Толпа бежала хоть и с энтузиазмом, но тяжело. Все-таки доспехи, да и руки копьями заняты. Я смотрел на них, стоя в тени палатки. Ченова тень опережала преследователей шагов на тридцать. Она размахивала руками и то сжималась, то растягивалась.

— Тридцать, двадцать, десять…

Он поравнялся со мной. Стал слышен треск рвущейся травы. Она под невидимыми ногами раздвигалась ничуть не хуже, чем если б те оставались видимы, хорошо, что хоть до туземцев оставались те же тридцать шагов.

— Вправо, в тень…

Вихрь под названием Чен Ли Юнь промчался мимо. Я подождал, когда распаленная орава подбежит поближе и рывком натянул веревку….

* * *

… Редкому и удивительному зрелищу стал свидетелем Эвин! Самое настоящее колдовство!!!

Он видел, как в последнем желании дотянуться до демона-невидимки панцирники взлетают в воздух и тянут руки в обманчивую пустоту.

Грозная имперская пехота, покрывшая себя славой при Дженан-Гатере и под Тебессой и заслужившая личные награды Аденты Эмирга за Четвертый Атуанский поход ударилась о пустоту, словно волна о невесть откуда появившийся берег и брызгами человеческих тел покатилась вперед, теряя страшный для беглеца напор. На первый ряд, влетевший в колдовство, словно мухи в паутину, навалился второй, и тоже не удержался на ногах…. На него налетел третий…. Люди сбивали друг друга, спотыкались…

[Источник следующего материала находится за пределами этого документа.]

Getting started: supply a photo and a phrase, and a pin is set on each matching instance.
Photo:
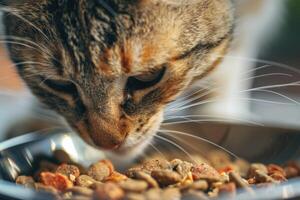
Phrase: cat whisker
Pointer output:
(279, 94)
(13, 38)
(164, 131)
(268, 75)
(296, 83)
(198, 121)
(157, 150)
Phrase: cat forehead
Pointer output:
(137, 55)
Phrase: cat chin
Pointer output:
(133, 148)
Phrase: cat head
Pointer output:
(111, 66)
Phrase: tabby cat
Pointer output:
(110, 67)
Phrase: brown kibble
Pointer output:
(257, 166)
(99, 171)
(108, 164)
(26, 181)
(108, 191)
(84, 181)
(166, 177)
(171, 194)
(71, 171)
(116, 177)
(58, 181)
(45, 188)
(83, 191)
(195, 195)
(153, 194)
(218, 159)
(200, 185)
(145, 177)
(228, 188)
(157, 164)
(262, 177)
(135, 196)
(62, 156)
(206, 172)
(183, 169)
(290, 172)
(134, 185)
(238, 180)
(48, 166)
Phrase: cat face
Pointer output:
(110, 67)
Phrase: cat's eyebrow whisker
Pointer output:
(165, 131)
(22, 63)
(278, 94)
(296, 83)
(16, 12)
(176, 145)
(268, 63)
(12, 38)
(198, 121)
(268, 75)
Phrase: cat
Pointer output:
(110, 67)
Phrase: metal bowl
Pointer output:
(20, 155)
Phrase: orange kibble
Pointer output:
(56, 180)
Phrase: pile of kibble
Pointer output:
(158, 179)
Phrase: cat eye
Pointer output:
(62, 86)
(141, 82)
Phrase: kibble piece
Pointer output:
(95, 185)
(70, 171)
(200, 185)
(45, 188)
(228, 188)
(278, 177)
(183, 169)
(206, 172)
(157, 164)
(262, 177)
(99, 171)
(82, 191)
(48, 166)
(291, 172)
(257, 166)
(195, 195)
(171, 194)
(62, 156)
(153, 194)
(272, 168)
(116, 177)
(84, 181)
(135, 196)
(134, 185)
(145, 177)
(108, 191)
(26, 181)
(166, 177)
(58, 181)
(175, 162)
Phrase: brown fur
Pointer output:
(97, 47)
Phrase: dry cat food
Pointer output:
(158, 179)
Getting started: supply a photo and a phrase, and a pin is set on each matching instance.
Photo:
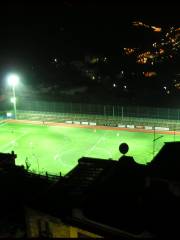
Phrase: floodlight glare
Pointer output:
(13, 79)
(13, 100)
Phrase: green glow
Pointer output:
(57, 149)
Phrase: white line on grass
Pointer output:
(94, 146)
(9, 144)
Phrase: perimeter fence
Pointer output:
(110, 115)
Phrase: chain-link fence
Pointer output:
(110, 115)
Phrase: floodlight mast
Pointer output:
(14, 102)
(13, 81)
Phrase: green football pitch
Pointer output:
(56, 149)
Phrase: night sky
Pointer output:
(41, 39)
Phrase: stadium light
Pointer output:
(13, 80)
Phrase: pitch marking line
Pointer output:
(94, 146)
(8, 145)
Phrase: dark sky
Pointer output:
(33, 32)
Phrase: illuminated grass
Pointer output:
(57, 149)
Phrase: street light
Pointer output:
(13, 80)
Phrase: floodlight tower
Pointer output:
(13, 80)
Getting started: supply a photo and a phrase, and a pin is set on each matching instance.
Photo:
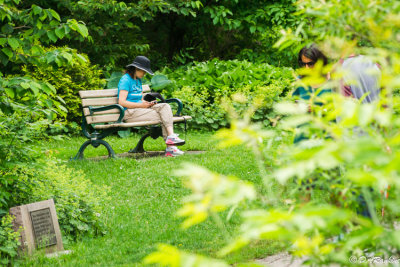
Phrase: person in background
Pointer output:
(137, 109)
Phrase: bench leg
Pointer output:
(95, 143)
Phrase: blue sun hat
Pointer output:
(143, 63)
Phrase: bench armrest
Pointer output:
(121, 110)
(179, 102)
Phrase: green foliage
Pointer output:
(9, 241)
(204, 87)
(350, 150)
(175, 32)
(24, 30)
(68, 79)
(79, 203)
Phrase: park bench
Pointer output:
(102, 116)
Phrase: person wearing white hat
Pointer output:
(137, 109)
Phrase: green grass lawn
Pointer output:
(145, 196)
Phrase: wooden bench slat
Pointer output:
(99, 101)
(146, 88)
(138, 124)
(111, 111)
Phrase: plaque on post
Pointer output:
(40, 229)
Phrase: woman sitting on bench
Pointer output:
(137, 109)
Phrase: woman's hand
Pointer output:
(146, 104)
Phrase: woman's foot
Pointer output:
(173, 151)
(174, 140)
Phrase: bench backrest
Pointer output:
(99, 98)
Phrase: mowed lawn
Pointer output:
(145, 196)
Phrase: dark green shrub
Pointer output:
(204, 87)
(9, 241)
(69, 79)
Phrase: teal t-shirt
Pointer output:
(134, 88)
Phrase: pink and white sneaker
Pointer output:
(174, 140)
(173, 151)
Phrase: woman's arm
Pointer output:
(127, 104)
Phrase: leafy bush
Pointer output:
(69, 79)
(203, 87)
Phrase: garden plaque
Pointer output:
(39, 223)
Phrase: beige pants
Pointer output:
(159, 112)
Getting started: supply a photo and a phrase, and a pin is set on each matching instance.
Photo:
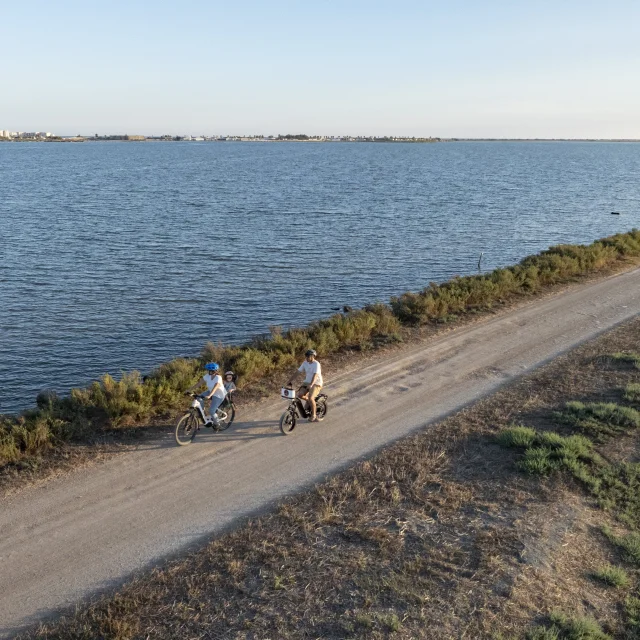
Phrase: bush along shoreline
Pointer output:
(133, 399)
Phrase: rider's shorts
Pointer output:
(313, 392)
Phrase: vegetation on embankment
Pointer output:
(448, 534)
(134, 400)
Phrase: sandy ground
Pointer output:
(90, 530)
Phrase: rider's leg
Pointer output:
(303, 394)
(215, 403)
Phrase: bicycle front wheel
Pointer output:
(187, 428)
(223, 425)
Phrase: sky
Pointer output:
(456, 68)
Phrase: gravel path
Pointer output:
(90, 530)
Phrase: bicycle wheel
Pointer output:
(223, 425)
(321, 408)
(287, 422)
(187, 428)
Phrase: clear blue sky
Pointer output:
(452, 68)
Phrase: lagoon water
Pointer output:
(118, 256)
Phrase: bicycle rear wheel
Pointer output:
(321, 408)
(287, 422)
(187, 428)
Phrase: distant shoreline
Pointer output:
(340, 141)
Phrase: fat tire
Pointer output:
(287, 423)
(322, 408)
(186, 429)
(231, 412)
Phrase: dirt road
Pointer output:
(87, 531)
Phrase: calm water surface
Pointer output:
(117, 256)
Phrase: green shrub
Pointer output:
(632, 614)
(632, 392)
(629, 544)
(517, 436)
(627, 357)
(562, 627)
(599, 419)
(132, 399)
(612, 576)
(539, 461)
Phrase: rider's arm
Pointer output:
(195, 386)
(216, 386)
(294, 375)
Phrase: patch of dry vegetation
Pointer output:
(438, 536)
(108, 404)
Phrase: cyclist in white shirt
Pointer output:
(313, 382)
(216, 391)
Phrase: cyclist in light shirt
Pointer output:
(313, 382)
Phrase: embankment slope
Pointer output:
(84, 532)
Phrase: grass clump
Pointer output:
(546, 452)
(612, 576)
(632, 392)
(131, 399)
(632, 614)
(599, 419)
(625, 357)
(616, 486)
(629, 544)
(562, 627)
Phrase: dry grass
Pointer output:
(439, 536)
(37, 438)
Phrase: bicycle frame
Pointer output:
(198, 403)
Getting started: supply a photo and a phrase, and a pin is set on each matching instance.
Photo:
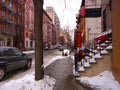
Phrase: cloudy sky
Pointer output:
(66, 10)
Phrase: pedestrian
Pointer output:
(80, 55)
(76, 61)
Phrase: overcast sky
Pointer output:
(66, 10)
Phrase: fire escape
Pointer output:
(6, 22)
(12, 20)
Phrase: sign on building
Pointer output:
(93, 12)
(78, 39)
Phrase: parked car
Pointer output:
(12, 58)
(65, 52)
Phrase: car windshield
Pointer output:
(17, 52)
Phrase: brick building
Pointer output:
(29, 25)
(49, 31)
(12, 23)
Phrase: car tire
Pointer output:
(28, 65)
(2, 73)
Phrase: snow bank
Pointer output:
(103, 81)
(28, 83)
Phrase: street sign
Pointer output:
(78, 39)
(92, 12)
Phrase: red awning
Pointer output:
(103, 35)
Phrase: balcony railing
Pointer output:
(4, 5)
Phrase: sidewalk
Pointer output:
(101, 65)
(61, 70)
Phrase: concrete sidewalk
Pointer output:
(101, 65)
(61, 71)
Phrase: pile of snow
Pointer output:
(103, 44)
(103, 81)
(98, 56)
(28, 52)
(54, 59)
(66, 51)
(92, 60)
(28, 83)
(104, 52)
(109, 47)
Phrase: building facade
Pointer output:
(55, 21)
(29, 40)
(12, 23)
(49, 31)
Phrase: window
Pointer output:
(7, 52)
(26, 43)
(31, 44)
(17, 52)
(26, 34)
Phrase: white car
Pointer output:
(66, 52)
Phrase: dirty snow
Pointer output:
(103, 81)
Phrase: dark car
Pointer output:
(12, 58)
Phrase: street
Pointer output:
(16, 74)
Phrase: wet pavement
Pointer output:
(61, 70)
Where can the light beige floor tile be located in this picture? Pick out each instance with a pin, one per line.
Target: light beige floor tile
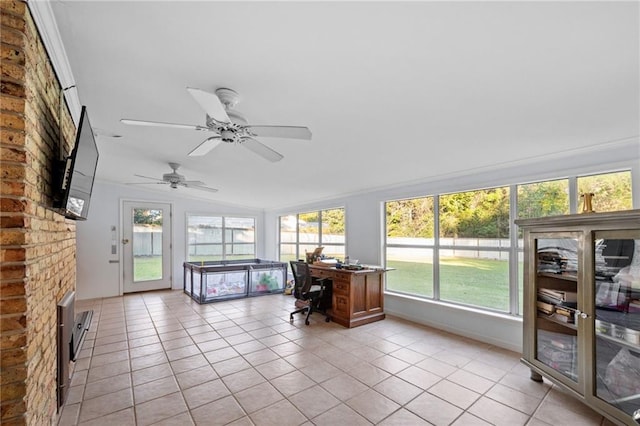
(106, 404)
(150, 374)
(275, 368)
(121, 418)
(485, 370)
(258, 397)
(190, 363)
(572, 413)
(249, 347)
(221, 354)
(219, 412)
(159, 409)
(243, 379)
(292, 383)
(212, 345)
(344, 386)
(372, 405)
(404, 417)
(419, 377)
(108, 385)
(184, 352)
(281, 413)
(231, 366)
(321, 371)
(454, 393)
(313, 401)
(69, 414)
(369, 374)
(436, 367)
(183, 419)
(390, 364)
(148, 361)
(398, 390)
(467, 419)
(496, 413)
(108, 370)
(433, 409)
(143, 341)
(196, 377)
(145, 350)
(155, 389)
(341, 415)
(514, 398)
(471, 381)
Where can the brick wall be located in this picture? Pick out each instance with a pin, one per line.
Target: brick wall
(37, 245)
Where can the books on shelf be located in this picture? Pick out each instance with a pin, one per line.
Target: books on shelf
(545, 307)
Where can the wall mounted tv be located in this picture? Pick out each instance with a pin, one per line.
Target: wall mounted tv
(77, 173)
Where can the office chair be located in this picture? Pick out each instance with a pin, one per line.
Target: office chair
(308, 291)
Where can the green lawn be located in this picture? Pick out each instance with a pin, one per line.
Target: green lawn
(478, 282)
(147, 268)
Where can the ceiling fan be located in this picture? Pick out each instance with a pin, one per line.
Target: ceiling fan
(230, 125)
(174, 180)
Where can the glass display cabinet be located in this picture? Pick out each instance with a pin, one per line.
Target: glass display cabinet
(221, 280)
(582, 308)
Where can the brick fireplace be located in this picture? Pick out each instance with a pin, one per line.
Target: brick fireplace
(38, 252)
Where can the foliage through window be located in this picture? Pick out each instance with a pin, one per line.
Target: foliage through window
(303, 232)
(220, 238)
(459, 247)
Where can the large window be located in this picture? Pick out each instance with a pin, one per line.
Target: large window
(303, 232)
(220, 238)
(410, 242)
(461, 247)
(611, 191)
(474, 248)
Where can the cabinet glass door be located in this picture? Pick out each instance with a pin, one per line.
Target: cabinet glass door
(617, 319)
(556, 287)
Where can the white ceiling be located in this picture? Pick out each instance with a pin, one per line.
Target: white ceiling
(392, 91)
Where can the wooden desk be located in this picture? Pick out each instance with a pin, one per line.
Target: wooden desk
(358, 296)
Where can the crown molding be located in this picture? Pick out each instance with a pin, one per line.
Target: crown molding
(47, 27)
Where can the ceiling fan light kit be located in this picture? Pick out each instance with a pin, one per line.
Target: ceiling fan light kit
(230, 125)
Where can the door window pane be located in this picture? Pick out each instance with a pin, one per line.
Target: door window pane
(147, 245)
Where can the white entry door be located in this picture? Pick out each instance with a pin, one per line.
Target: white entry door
(146, 246)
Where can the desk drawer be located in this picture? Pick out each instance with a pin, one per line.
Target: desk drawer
(341, 287)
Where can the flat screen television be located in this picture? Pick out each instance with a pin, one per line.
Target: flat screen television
(77, 173)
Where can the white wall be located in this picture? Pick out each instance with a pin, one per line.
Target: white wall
(99, 278)
(99, 272)
(364, 218)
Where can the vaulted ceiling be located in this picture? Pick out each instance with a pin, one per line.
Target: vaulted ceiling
(393, 92)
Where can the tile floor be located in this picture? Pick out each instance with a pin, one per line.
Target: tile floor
(161, 359)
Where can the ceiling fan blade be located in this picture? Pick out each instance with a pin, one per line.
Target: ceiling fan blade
(147, 177)
(198, 186)
(262, 150)
(162, 124)
(211, 104)
(147, 183)
(206, 146)
(291, 132)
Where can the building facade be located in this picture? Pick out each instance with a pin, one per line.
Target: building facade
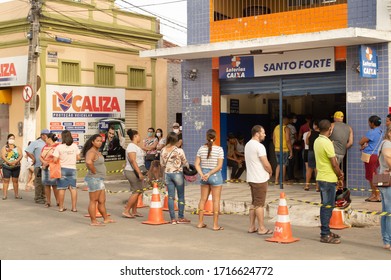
(303, 56)
(88, 69)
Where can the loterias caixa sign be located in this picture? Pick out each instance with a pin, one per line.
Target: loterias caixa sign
(285, 63)
(368, 62)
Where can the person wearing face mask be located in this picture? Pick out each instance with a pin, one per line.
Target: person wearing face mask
(293, 138)
(161, 142)
(259, 171)
(149, 146)
(11, 155)
(175, 128)
(327, 177)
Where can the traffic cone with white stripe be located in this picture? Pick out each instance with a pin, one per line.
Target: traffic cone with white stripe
(337, 219)
(140, 203)
(208, 208)
(282, 228)
(165, 204)
(155, 216)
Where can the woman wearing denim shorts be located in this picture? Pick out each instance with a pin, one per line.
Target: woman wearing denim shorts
(95, 163)
(173, 159)
(67, 153)
(47, 157)
(209, 161)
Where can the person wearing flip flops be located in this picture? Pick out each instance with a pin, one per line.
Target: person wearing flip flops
(385, 167)
(259, 171)
(209, 161)
(95, 163)
(328, 176)
(172, 159)
(11, 156)
(369, 145)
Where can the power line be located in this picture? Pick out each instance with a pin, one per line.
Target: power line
(156, 15)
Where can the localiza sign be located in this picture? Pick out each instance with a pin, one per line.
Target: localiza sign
(295, 62)
(368, 62)
(79, 109)
(13, 71)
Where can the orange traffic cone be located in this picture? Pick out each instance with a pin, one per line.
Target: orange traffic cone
(282, 228)
(208, 208)
(337, 219)
(98, 214)
(140, 203)
(165, 205)
(155, 216)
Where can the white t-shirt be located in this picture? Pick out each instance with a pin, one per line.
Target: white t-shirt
(256, 173)
(133, 148)
(67, 155)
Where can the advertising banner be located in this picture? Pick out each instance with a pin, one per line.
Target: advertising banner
(295, 62)
(13, 71)
(86, 111)
(368, 62)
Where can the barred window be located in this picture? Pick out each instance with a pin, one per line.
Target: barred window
(104, 75)
(69, 72)
(136, 78)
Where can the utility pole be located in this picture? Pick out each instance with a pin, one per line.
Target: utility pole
(29, 127)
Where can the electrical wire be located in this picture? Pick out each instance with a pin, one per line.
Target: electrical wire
(93, 30)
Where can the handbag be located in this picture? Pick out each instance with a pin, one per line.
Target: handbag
(55, 170)
(150, 157)
(381, 180)
(365, 157)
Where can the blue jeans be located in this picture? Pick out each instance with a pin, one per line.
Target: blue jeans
(175, 181)
(385, 221)
(327, 196)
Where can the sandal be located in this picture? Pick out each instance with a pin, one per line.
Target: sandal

Колдовство поразило всех. От него не спасали не меч, ни монашеская ряса.

— Где он? Где?

Кто бы знал…

Эркмасс побурел от прилившей к голове крови. Рука сама собой то вытаскивала до середины лезвия меч из ножен, то вставляла его обратно. Такого позора он не ожидал. Случись битва, и погибни половина панцирников, прямо у него на глазах, в бою, ей Богу это было бы лучше! Смерть в сражении — это почет и добрая память товарищей, но такое….

— Ничего, — сказал Эвин, понимая, что творится в душе его нового господина. — Ничего. Эти ушли — других поймаем!

Растерянность висела в воздухе, словно гнусный запах гнилого болота. В повисшей тишине никто не решался подать голос. Латники неуверенно дергались из стороны в сторону, не зная то ли бежать и ловить, то ли ждать монахов, чтоб те сплясали что-нибудь успокоительное. Эркмасс хватал воздух, словно выброшенная на берег рыба и тут Средний Брат Терпий вскочил на телегу. Вытянувшись там с рукой, поднятой в небо, словно самого Карху брал в свидетели, закричал:

— Горе притаилось рядом с нами! Горе такой глубины, что и за год ковшом не вычерпать! Бойтесь, люди! Бойтесь и готовьтесь к испытаниям, что дал нам Всеблагий!

Слова вылетали из него с трудом, но вниманием слушателей он владел вполне. При таких словах никакой риторики не нужно. Слова шли от сердца и панцирники это чувствовали. Он не мог остановиться. Благоговейный ужас распирал монаха и вырывался на волю грозными словами.

— Предвещаю пришествие дьявола Пеги! Предвещанию испытание, под которым в угоду Кархе, треснет не один хребет и не один лицемер, не признающий силы Братства, уйдет с дымом в соленую обитель Зла! Горе неверным! Горе сомневающимся! Горе опоздавшим взыскать милости и силы Братства!

Он говорил и каждое из слов, словно ужас-птицы вылетавшее из него, уносило частицу монашеского страха… Он освобождался от ужаса, выплескивая его в толпу и та примолкла, завороженная страшными словами. Люди прижимались друг к другу, ища поддержки в надежном плече соседа.